By Schneider Larbi, Sr. Partner Solutions Architect – AWS
VMware Cloud on AWS allows customers to run VMware vSphere workloads on the AWS global infrastructure. This means you can run vSphere workloads across all of the AWS Regions where VMware Cloud on AWS is available.
Customers can choose to implement hybrid cloud architectures where some of their workloads are on-premises and some on VMware Cloud on AWS.
With hybrid implementations, we see a design pattern where customers configure connectivity to allow communication between on-premises and VMware Cloud on AWS networks.
Customers use various methods such us a virtual private networks (VPN) and/or AWS Direct Connect to implement hybrid cloud connectivity.
In this post, I will discuss how customers can leverage AWS Direct Connect to establish hybrid connectivity between on-premises VMware infrastructure and VMware Cloud on AWS, as well as best practices on how to achieve resiliency with AWS Direct Connect and why we recommend it.
To understand how VMware Cloud on AWS integrates with AWS Direct Connect, we need to understand the underlying network architecture of VMware Cloud on AWS.
The architecture below provides a high-level glimpse into the network architecture for VMware Cloud on AWS Software Defined Data Center (SDDC).
Figure 1 – VMware Cloud on AWS underlying network.

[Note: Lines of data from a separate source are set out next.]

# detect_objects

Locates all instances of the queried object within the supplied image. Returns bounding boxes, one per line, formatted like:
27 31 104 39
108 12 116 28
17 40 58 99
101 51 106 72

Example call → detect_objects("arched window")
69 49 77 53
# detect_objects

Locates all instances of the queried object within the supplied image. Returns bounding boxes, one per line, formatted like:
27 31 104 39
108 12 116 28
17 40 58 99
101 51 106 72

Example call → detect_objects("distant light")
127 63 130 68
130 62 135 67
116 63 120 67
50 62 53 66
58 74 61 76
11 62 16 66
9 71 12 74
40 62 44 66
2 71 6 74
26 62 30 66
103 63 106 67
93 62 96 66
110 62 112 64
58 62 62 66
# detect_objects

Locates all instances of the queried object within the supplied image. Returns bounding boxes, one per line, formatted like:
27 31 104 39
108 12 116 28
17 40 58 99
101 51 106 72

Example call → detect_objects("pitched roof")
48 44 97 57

Every SDDC is deployed into an Amazon Virtual Private Cloud (VPC) in an AWS Region. This allows the SDDC to be in a dedicated network for running the vSphere workloads, and the VPC becomes the underlying software defined network construct that interfaces with the physical uplinks of the bare metal hosts.

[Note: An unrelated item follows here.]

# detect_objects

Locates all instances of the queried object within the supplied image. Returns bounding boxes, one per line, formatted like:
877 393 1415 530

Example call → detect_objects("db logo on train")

NSX-T, the software defined networking system of VMware, is then deployed as the overlay network on the SDDC to provide management and compute workload connectivity in the SDDC.
Figure 1 shows two other VPC constructs—Virtual Private Gateway (VGW) and VMware Transit Connect (vTGW). These components allow AWS Direct Connect to integrate with VMware Cloud on AWS SDDC through the VPC underlay networking.
Why is AWS Direct Connect Important?
Customers who use AWS Direct Connect with VMware Cloud on AWS enjoy a number of benefits, including consistent network performance between VMware Cloud on AWS and on-premises.
Additionally, customers may reduce network bandwidth costs between VMware Cloud on AWS and on-premises when data is sent across AWS Direct Connect.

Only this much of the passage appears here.